There are four settler graveyards around the edge of the Mahurangi harbour.

The Te Kapa cemetery on Miller Way at the top of the peninsular is still operating and is now administered by the Auckland Council. Many of the Scandret, Snells and Goldsworthy families are buried there.

The Te Muri urupa sits within the regional park at the back of Te Muri beach.  John Sullivan whose cottage still stands in Dairy Bay is buried there, as are members of the Jackson and Roa families.

The Pukapuka cemetery is a trustee run cemetery, This small graveyard is the last resting place of many prominent Mahurangi West settlers.

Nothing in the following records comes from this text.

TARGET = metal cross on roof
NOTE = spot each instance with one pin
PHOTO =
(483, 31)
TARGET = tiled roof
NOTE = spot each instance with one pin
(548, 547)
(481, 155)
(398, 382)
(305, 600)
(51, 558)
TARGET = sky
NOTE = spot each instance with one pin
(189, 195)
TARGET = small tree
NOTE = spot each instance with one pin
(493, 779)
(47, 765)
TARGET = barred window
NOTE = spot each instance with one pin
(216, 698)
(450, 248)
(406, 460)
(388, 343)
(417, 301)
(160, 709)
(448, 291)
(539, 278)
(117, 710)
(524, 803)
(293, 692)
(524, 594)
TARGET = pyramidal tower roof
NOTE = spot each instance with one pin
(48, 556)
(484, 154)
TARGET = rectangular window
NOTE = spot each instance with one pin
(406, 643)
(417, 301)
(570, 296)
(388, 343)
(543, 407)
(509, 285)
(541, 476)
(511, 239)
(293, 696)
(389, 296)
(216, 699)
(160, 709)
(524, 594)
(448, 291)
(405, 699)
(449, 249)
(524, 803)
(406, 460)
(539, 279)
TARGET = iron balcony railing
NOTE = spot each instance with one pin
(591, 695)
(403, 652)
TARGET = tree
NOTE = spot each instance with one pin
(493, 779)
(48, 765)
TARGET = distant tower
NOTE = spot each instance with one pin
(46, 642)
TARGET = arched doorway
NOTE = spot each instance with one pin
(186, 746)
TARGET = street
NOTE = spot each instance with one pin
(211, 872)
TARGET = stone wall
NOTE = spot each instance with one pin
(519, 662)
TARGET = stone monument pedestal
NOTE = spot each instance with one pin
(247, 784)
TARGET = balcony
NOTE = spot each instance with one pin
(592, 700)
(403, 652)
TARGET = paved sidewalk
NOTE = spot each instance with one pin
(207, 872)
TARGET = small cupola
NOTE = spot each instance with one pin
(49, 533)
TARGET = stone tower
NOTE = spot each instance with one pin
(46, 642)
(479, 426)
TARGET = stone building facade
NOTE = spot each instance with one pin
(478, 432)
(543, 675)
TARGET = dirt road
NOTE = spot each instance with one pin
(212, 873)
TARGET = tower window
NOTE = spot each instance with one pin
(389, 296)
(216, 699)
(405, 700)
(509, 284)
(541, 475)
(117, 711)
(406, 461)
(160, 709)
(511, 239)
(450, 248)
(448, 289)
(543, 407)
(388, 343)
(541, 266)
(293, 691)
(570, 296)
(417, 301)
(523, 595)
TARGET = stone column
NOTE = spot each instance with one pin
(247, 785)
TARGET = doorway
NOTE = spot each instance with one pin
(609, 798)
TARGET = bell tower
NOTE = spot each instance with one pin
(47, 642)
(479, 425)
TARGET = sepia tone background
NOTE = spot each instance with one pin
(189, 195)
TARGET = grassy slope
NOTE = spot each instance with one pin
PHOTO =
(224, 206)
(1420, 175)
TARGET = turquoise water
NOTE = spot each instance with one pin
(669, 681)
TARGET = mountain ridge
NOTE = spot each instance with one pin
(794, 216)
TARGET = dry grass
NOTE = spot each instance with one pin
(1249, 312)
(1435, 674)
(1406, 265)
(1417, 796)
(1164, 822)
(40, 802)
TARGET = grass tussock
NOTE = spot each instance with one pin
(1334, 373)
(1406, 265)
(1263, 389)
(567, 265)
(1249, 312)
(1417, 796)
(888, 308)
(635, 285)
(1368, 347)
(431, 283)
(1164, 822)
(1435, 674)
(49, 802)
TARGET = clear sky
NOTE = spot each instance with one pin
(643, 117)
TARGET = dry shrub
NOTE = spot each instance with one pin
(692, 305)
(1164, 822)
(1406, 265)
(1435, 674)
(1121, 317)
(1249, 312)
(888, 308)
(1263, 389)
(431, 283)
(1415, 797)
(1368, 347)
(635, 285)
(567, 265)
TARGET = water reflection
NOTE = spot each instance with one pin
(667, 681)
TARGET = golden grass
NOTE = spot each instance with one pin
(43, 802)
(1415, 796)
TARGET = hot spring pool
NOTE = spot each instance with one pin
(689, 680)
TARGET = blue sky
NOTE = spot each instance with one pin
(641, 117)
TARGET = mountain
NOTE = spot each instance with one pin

The Mahurangi East graveyard on Ridge Road is sited on land gifted by William Grant to the Presbyterian Church as a Free Burial Ground. Like so many settler graveyards the cemetery is somewhat un-kempt as families have moved away. With the passage of time, some of the inscriptions on the headstones have become too weathered to read and some gone completely. Records are incomplete and there have been times when a plot thought to be unoccupied has been found to contain a resident. We have old cemetery records including a site map of the cemetery and a listing of the inscriptions supplied in 2015 by the Kasper family. Those headstones that are readable are inscribed with familiar names of early settlers in the Mahurangi Heads area. Among those buried are William Grant who gifted the land and built the church and members of his family. There are also graves for members of the Algie, Darrach, Darroch, Dawson Kasper and Scott families.

Photo supplied by G Johnston depicts the Scott burial plot in the graveyard of Mahurnagi Heads Presbyterian Church. Depicted are tombstones for Mr. John Parker, father-inlow of the earlier settler James Lawrie and tombstone for Mr. James Falconer Lawrie, a son of James Lawrie
Photo supplied by G Johnston depicts the tombstone of Mr. William Grant who gifted the land and built the Presbyterian Church on the site. The inscription records he was 98 years old when he died.

3 Responses

  1. The Darrachs buried there are my grandfathers,grandmothers,uncles and aunties special place for them to lay together where there families started off in no mahurangi ship building

  2. Wow, that is truly magnificent. William John Grant Senior is My Papa’s great-grandfather through his Mum. I live near Gulf Habour, so not far from Mahurangi East. Recently I took the kids to visit this Urupa & I stood there overlooking the harbor, probably where WIlliam stood in the 1800s when he and his brother purchased land, where WIlliam built the church with his bare hands in his 90s – I felt emotional & just thought, goodness what a voyage of a lifetime across the ocean from the top of Scotland to land in the SI of New Zealand, then settle in Mahurangi East. Scotts Landing, which I only realized means! Where the Scotts landed. It is courageous at 20 years old to take on the Ocean Voyage across the Atlantic and look for prosperity.